I've been researching the similarities/differences between Ruby and Python generators (known as Enumerators in Ruby), and so far as i can tell they're pretty much equivalent.

However one difference i've noticed is that Python Generators support a close() method whereas Ruby Generators do not. From the Python docs the close() method is said to do the following:

Raises a GeneratorExit at the point where the generator function was paused. If the generator function then raises StopIteration (by exiting normally, or due to already being closed) or GeneratorExit (by not catching the exception), close returns to its caller."

Is there a good reason why Ruby Enumerators don't support the close() method? Or is it an accidental omission?

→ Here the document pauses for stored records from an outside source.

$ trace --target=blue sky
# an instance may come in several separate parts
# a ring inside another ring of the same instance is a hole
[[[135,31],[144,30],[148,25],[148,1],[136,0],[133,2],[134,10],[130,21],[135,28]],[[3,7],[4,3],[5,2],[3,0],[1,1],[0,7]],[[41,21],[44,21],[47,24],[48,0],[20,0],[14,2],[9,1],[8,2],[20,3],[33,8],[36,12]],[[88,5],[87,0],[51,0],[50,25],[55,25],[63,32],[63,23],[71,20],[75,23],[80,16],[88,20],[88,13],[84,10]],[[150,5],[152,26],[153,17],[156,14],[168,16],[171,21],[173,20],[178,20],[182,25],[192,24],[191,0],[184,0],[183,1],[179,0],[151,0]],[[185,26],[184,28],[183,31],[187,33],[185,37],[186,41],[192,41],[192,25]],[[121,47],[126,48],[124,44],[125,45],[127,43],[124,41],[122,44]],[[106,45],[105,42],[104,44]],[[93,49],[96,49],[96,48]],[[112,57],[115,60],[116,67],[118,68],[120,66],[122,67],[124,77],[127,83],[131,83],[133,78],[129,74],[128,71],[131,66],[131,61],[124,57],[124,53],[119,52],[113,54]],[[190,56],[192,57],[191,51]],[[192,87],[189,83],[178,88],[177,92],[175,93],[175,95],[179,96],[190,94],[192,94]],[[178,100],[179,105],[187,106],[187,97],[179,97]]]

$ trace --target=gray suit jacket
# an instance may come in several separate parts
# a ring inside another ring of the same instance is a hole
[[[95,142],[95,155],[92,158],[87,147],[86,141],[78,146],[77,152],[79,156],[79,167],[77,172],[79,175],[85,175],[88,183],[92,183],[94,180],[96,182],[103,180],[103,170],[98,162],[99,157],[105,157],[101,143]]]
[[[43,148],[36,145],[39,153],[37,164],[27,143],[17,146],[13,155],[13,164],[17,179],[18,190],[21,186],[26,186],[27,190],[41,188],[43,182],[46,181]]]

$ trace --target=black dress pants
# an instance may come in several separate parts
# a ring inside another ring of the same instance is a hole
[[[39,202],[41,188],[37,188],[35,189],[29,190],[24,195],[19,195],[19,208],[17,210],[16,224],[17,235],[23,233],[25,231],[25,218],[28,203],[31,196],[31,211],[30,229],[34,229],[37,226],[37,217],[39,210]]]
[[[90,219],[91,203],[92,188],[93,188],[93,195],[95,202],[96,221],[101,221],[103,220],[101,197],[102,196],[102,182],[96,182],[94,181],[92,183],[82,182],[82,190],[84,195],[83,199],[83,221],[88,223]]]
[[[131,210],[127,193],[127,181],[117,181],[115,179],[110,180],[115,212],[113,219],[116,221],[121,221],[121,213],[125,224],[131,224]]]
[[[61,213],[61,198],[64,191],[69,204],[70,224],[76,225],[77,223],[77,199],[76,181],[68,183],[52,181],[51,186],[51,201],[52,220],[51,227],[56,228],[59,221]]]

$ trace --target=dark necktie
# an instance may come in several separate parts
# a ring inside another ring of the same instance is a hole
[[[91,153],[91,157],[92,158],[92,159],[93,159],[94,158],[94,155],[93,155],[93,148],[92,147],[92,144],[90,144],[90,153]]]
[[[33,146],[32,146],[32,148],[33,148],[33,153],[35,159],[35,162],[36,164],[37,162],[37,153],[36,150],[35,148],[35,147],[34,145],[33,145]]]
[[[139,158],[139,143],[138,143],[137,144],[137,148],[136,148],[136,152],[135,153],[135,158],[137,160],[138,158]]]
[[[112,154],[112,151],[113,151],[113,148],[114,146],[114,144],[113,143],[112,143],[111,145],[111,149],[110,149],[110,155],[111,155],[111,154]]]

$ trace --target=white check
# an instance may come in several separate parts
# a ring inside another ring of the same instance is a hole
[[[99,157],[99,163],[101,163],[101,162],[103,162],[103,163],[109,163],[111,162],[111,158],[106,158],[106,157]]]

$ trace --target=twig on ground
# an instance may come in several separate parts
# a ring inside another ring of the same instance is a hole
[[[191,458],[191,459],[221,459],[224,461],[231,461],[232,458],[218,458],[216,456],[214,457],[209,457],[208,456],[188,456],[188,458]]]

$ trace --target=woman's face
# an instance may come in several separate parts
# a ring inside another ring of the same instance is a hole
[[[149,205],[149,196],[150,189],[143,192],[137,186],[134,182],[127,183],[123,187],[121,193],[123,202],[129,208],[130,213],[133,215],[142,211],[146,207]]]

I also discovered that Ruby Enumerators support a rewind() method yet Python generators do not...is there a reason for this too?

Thanks

+1  A: 

Generators are stack based, Ruby's Enumerators are often specialised (at the interpreter level) and not stack based.

raggi
A: 

Ruby's Enumerator's use StopIteration class internally, see http://stackoverflow.com/questions/1436037/how-do-enumerators-work-in-ruby-1-9-1

(it's just wrapped if you use it in a for each call). So I'd say they'are a rather close. That being said, I'm not sure what a close method on an enumerator should do, exactly...cleanup, perhaps? (Python's generators probably would benefit from a rewind--note well that in Ruby, some enumerators don't respond to rewind, so they raise an exception when you call that method).

rogerdpack
thanks for your answer. But `StopIteration` is what python uses too - in fact Ruby took this idea from Python hehe. As Regards what a `close()` might do, look to intuited's comment to my question (above).
banister
yeah ruby 1.9.x's Enumerator basically brought it into line with Python's Generator (though you can also just use a block in Ruby to simulate a generator, really).